Los que eran más fieles a la dieta tenían un riesgo un 35 por ciento más bajo de ser diagnosticados con síndrome metabólico, en comparación con el grupo que le era menos fiel. El síndrome metabólico es un conjunto de factores que aumentan el riesgo de enfermedad cardiaca, accidente cerebrovascular y diabetes. Esos factores incluyen tener una cintura grande, unos niveles altos de triglicéridos, unos niveles bajos de colesterol "bueno", hipertensión y unos niveles altos de glucemia.
Los que cumplían más fielmente con la dieta mediterránea también tenían un riesgo un 43 por ciento más bajo de aumentar de peso, en comparación con los que la cumplían menos fielmente.
Los que cumplían más de cerca con la dieta "tendían a no beber refrescos ni otras bebidas azucaradas, tenían un consumo más bajo de comida rápida y más alto de frutas y verduras, comían menos dulces y eran menos propensos a comer comida frita", señaló Kales.
Si las personas desean elegir solo un par de cosas que cambiar, aconsejó, evitar la comida rápida y las bebidas azucaradas serían los objetivos clave.
Los investigadores señalaron que un estudio tras otro ha vinculado la dieta mediterránea con un mejor estado de salud.
Los investigadores estudiaron a los bomberos en parte porque se sabe que tienen una alta prevalencia de obesidad y otros factores de riesgo de las enfermedades cardiacas, comentó Kales.
Connie Diekman, directora de nutrición universitaria de la Universidad de Washington, en St. Louis, dijo que los hallazgos tienen sentido y que no son sorprendentes.
"Este es otro estudio en la larga cadena de estudios sobre la dieta mediterránea que muestran el beneficio de un estilo de vida que incluya más comidas vegetales y una actividad regular", comentó Diekman, autora de The Everything Mediterranean Diet Book.

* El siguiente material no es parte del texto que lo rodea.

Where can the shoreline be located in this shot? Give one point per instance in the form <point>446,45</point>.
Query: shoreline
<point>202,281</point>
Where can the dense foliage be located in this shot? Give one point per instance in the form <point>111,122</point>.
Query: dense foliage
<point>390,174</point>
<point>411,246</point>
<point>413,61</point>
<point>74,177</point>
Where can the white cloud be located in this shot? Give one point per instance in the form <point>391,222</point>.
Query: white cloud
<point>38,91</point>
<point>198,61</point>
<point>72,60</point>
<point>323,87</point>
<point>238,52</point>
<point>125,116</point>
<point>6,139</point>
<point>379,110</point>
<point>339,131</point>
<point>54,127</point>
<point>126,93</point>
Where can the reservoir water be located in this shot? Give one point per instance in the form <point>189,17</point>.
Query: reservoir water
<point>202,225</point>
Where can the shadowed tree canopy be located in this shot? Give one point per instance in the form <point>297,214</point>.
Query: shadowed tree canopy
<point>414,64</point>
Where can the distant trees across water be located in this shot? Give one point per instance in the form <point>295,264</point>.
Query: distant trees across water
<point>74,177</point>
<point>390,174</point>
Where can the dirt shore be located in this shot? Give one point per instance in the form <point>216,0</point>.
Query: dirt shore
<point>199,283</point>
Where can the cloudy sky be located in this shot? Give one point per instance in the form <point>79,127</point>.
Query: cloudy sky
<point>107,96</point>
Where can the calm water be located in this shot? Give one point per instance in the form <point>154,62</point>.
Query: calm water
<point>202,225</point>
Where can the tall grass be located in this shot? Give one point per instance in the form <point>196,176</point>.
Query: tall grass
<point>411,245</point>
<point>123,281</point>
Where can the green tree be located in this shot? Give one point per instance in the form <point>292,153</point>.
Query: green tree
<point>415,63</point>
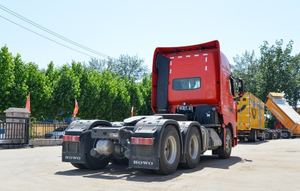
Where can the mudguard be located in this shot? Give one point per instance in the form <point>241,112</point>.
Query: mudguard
<point>80,127</point>
<point>147,156</point>
<point>185,127</point>
<point>75,152</point>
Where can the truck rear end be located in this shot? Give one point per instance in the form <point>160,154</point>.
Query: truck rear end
<point>251,119</point>
<point>193,100</point>
<point>289,118</point>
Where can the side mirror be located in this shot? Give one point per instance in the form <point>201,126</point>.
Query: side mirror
<point>240,87</point>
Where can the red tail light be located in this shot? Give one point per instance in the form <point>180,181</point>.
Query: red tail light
<point>142,141</point>
<point>71,138</point>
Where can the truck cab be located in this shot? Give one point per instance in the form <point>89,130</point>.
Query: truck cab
<point>193,99</point>
<point>190,80</point>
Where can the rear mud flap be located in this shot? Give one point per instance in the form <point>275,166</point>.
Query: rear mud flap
<point>144,163</point>
<point>71,152</point>
<point>143,156</point>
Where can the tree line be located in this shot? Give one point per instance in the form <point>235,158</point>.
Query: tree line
<point>274,70</point>
<point>104,92</point>
<point>107,89</point>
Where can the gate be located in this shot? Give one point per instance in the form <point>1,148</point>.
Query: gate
<point>14,130</point>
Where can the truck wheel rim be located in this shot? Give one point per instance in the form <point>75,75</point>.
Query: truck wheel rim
<point>170,151</point>
<point>194,147</point>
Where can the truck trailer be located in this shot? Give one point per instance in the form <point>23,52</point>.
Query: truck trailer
<point>251,118</point>
<point>285,114</point>
<point>194,101</point>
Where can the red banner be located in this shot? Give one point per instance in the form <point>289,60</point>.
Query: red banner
<point>75,109</point>
<point>28,103</point>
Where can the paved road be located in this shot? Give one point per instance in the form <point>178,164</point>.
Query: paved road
<point>269,165</point>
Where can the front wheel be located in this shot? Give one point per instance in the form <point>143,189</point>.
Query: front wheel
<point>169,151</point>
<point>79,166</point>
<point>193,149</point>
<point>225,153</point>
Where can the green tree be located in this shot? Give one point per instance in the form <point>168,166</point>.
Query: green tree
<point>65,89</point>
<point>247,68</point>
<point>125,65</point>
<point>274,68</point>
<point>36,83</point>
<point>6,77</point>
<point>19,89</point>
<point>136,98</point>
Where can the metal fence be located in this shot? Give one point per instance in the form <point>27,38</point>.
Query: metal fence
<point>40,130</point>
<point>14,130</point>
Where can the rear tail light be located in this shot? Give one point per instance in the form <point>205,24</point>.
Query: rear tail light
<point>71,138</point>
<point>142,141</point>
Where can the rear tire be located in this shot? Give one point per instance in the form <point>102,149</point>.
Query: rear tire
<point>286,135</point>
<point>193,149</point>
<point>225,154</point>
<point>92,162</point>
<point>79,166</point>
<point>147,171</point>
<point>169,151</point>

Entre las limitaciones del estudio reconocidas por los investigadores se halla que el cuestionario sobre la dieta se desarrolló para obtener una información general sobre la dieta, de forma que los investigadores no tenían datos sobre la ingesta energética total ni sobre ciertos grupos de alimentos mediterráneos tradicionales, como los frutos secos y las legumbres.
Pero Diekman dijo que el estudio "sí provee respaldo sobre el beneficio de limitar los alimentos ricos en grasas y azúcar al aprovechar más alimentos vegetales".
"[El estudio] complementa al gran número de estudios que ya muestran por qué una dieta basada en las plantas con unas fuentes de proteína más magras y más bajas en grasa y en la actividad regular es mejor para la salud", enfatizó.
Fuente: Medline Plus

 RECETA: TOMATES FRITOS

Ingredientes:
4 tomates firmes
2 huevos
Harina
Pan rallado
5 cucharadas de aceite de oliva
Sal y pimienta negra
Elaboración:
Cortamos los tomates en rodajas de 1 cm de grosor.
Batimos los huevos y sazonamos con sal y pimienta.
Empanamos las rodajas de tomate, pasándolas primero por harina, luego por huevo y finalmente por pan rallado.
Freímos en una sartén con el aceite de oliva bien caliente.
Escurrimos sobre papel absorbente y servimos de inmediato, combinando con una ensalada variada con queso fresco.